Jujur, aku takut keluar rumah. Tapi mau bagaimana lagi, daripada aku di rumah dan menjadi beban pikiran bagi ibu setiap kali melihatku, aku memilih untuk tetap pergi ke sekolah. Meskipun beban itu masih kubawa di pundak, meskipun masih kudapatkan tatapan aneh dari orang-orang yang melihatku, meskipun cibiran-cibiran itu masih membisiki telingaku, aku tetap yakin dan percaya diri. Tujuanku hanya satu. Aku ingin menjadi anak hebat untuk Ibu.

Baru saja aku masuk ke ruangan kelas, tatapan dan cibiran-cibiran itu semakin menggangguku. Tak terkecuali anak perempuan berwajah bulat yang kemarin menghampiri mejaku dan teman-temannya itu. Sekedar info, dia namanya Dinda sedangkan temannya yang kemarin menyebut ayahku gila, namanya Cica dan temannya yang mendorongku namanya Tasya.

"Ternyata, yang gila bukan ayahnya. Tapi dia sendiri. Eh, apa dua-duanya, ya?" katanya begitu aku duduk di kursiku.

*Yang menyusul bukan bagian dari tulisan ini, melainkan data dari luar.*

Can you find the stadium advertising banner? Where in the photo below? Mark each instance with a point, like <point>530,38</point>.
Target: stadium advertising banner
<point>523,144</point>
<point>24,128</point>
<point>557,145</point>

Aku enggan menanggapi. Lebih memilih untuk fokus membaca buku pelajaran Bahasa Indonesia, jadwal pertama mata pelajaran hari ini.

Beberapa menit selanjutnya aku tidak mendengar apa-apa selain ucapan anak-anak lain yang menimpali. Aku hanya bisa menghela nafas, lelah. Rasanya, begitu berat jalannya hidup yang harus kuhadapi. Aku berusaha kuat, demi ibuku dan adikku. Aku tidak mau Ibu stres dan pada akhirnya akan membahayakan ibu dan adikku. Oleh karenanya, aku selalu tersenyum ketika ibu menatapku.

Aku jelas tahu ibu lebih sakit dari apa yang kurasakan. Melihat anaknya tidak ada yang mengajaknya bermain, mendengar penilaian 'anak kurang waras' hanya karena dia tidak terima dihina, sampai mendapatkan julukan 'tidak becus mengurus rumah tangga'. Apalagi yang menyakitkan bagi seorang Ibu?

Aku mohon. Siapapun, jangan mengatakan itu pada ibuku. Ibu tidak salah. Akulah yang menyebabkan kekacauan semua ini. Akulah yang membawa sial bagi keluarga ini. Akulah sumber masalahnya.

Sakit. Rasanya sakit menahan itu semua. Kurasakan air mata ini sudah tidak bisa ditahan lagi. Aku pun berdiri, hendak ke kamar mandi sebelum jam pertama berbunyi. Dan lagi-lagi, gelak tawa yang kudengar ketika dengan sengaja sebuah kaki terulur untuk menghalangi jalanku dan menyebabkan aku terjembab ke lantai dengan dahi yang mencium lantai.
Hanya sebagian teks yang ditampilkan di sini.